Sounds like a great card! My only problem is that once I get established with one credit card, an newer, better one comes along and I have to fight the urge to switch. I don’t want the jumping around to hurt my credit score…

Anonymous says:

It will be interesting to see if this card offers users a better return than the usual reward programs. If that is the case, it may go over quite well. Time will tell.

Anonymous says:

Normally, I would not want to share information, but they are making it attractive. The 8% interest rate is low too. Time will tell, if this a workable model for others.

Anonymous says:

I don’t see this becoming a huge thing, but I’d love to see the “social” element go out of control. For example, what if high late fees will create more profit and allow for a 1/4% rate drop. I’d vote for that.

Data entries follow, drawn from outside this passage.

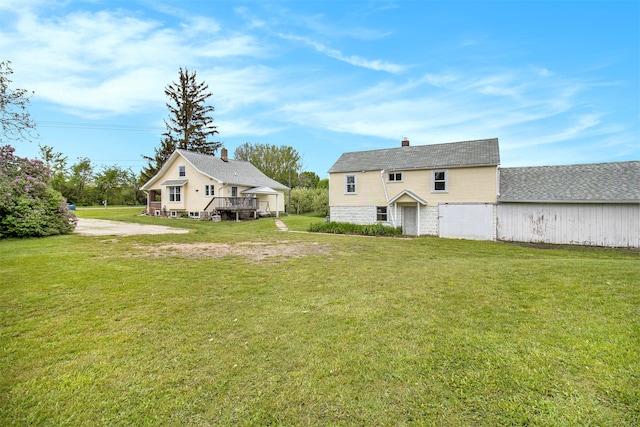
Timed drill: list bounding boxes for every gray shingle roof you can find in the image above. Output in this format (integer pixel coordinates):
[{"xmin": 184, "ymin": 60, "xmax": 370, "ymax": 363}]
[
  {"xmin": 498, "ymin": 161, "xmax": 640, "ymax": 203},
  {"xmin": 177, "ymin": 149, "xmax": 289, "ymax": 190},
  {"xmin": 329, "ymin": 138, "xmax": 500, "ymax": 173}
]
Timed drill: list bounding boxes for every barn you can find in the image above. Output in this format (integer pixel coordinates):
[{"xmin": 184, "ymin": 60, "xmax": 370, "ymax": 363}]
[{"xmin": 496, "ymin": 161, "xmax": 640, "ymax": 248}]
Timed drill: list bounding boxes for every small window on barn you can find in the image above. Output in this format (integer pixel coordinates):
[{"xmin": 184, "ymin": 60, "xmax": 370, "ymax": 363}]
[
  {"xmin": 389, "ymin": 172, "xmax": 402, "ymax": 182},
  {"xmin": 376, "ymin": 206, "xmax": 388, "ymax": 222},
  {"xmin": 431, "ymin": 171, "xmax": 449, "ymax": 193},
  {"xmin": 344, "ymin": 175, "xmax": 356, "ymax": 194}
]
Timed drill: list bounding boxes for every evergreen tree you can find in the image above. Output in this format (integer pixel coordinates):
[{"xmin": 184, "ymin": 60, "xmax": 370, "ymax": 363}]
[{"xmin": 142, "ymin": 67, "xmax": 222, "ymax": 180}]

Nevertheless, while this could be interesting, I doubt it will prove to be anything more but a failed experiment.

Anonymous says:

I think this is a brilliant idea. Whether or not it will work, I don’t know. I’ll be interested to see how customers trade off immediate benefits (low interest rate/late fees/etc) with long-term benefits such as the GiveBack payments. I wonder what percentage of profits the company will decide to give back. It would have to be pretty significant to entice most customers to vote for higher fees. Then again, users like me who never carry a balance or pay late might get a free ride compared to the other cash-back rewards cards out there.

Luke Landes says:

I expect that the most engaged members of the community would be people who don’t pay late fees or interest, as they pay their bills in full every month, and these people probably wouldn’t have a problem with raising profits by increasing fees… as they expect to avoid them. That is, “punish everyone but me.” If nothing else, it’s an interesting social experiment on the behavior of crowds.